Saturday, September 10, 2016

The Cost of Pragmatism

Sorry for the delay in posting. As promised, I moved towards a bit more pragmatic focus with the language. Towards that goal, I made a tiny program:

a random number => int {
  new .NET System.Random.Next;
}

a random number less than (exclusive maximum : int) => int {
  new .NET System.Random.Next exclusive maximum;
}

a random number between (inclusive minimum : int) and (exclusive maximum : int) => int {
  new .NET System.Random.Next inclusive minimum exclusive maximum;
}

get a number from console => int {
  .NET System.Console.Write "Enter a number between 0 and 100: ";
  : input : string := .NET System.Console.ReadLine;
  int.Parse input;
}

provide user feedback based on (guess : int) and (target : int) => void {
  if guess = target 
    .NET System.Console.WriteLine "Correct!"
  else
    if guess < target
      .NET System.Console.Write "Sorry, your guess was too low. "
    else 
      .NET System.Console.Write "Sorry, your guess was too high. "
}

entrypoint => void {
  : target : int := a random number less than 100;
  : guess : int := 101;

  while not guess = target {
    guess = get a number from console;
    provide user feedback based on guess and target;
  }
}

A tiny console guessing game. Yes, that's what I've been working on for 2 months... At the end of the last post I hinted at performance problems with simple code with .NET imports. Turns out, that was a pretty big deal. The program above took more than 14 hours (I got tired of waiting, and killed it) to compile 2 months ago. 

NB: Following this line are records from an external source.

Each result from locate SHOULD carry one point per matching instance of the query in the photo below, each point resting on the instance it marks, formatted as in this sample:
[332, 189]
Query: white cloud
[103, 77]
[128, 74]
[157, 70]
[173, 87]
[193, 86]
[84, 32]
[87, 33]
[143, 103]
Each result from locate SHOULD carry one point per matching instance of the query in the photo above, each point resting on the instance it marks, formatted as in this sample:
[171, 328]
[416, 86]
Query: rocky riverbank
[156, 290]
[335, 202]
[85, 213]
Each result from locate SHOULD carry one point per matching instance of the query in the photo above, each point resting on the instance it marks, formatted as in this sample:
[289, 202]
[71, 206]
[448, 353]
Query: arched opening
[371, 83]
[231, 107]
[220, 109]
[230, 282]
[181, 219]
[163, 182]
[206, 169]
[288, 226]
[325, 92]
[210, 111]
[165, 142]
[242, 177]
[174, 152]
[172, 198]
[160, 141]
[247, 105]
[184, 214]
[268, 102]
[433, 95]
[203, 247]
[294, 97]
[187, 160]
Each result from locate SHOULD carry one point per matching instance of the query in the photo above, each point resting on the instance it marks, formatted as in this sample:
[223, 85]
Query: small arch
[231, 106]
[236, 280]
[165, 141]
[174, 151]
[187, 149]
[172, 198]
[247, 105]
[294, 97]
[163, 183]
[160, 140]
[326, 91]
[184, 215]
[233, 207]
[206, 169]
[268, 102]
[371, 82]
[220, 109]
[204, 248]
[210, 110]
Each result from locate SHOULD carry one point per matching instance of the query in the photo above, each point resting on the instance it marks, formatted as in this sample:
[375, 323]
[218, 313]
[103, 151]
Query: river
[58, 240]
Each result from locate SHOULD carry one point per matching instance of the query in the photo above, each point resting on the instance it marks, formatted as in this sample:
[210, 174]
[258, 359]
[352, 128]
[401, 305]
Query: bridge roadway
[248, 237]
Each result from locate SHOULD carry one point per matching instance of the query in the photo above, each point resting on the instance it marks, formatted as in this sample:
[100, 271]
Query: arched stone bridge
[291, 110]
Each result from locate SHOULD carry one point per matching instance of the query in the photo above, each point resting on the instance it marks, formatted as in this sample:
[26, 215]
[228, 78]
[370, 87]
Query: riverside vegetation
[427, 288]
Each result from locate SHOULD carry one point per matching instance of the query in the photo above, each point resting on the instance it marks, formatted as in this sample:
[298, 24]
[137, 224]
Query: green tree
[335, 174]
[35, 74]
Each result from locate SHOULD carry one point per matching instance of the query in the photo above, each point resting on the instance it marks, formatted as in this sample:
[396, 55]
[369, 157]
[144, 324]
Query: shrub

The problem was in the core of the language. The way Tangent works is to parse all of the declarations, and then use them to infer meaning. That inference engine was pretty straightforward. Assuming a list of tokens coming in, a target type, and a set of rules:

  if tokens.count == 1 && tokens[0].effective_type == target_type
    return tokens;
 
  for index = 0; index < tokens.count; ++index
    foreach rule in ruleset

      if rule matches tokens at index
        replace tokens with rule result, and recurse

There's some extra-cruft in there for handling ambiguity, but the core of it is a shift-reduce parser in spirit. And that is great when you have a few dozen rules and 5-10 inputs. Now with tens of thousands of rules and larger inputs, big-O reminds you who is boss.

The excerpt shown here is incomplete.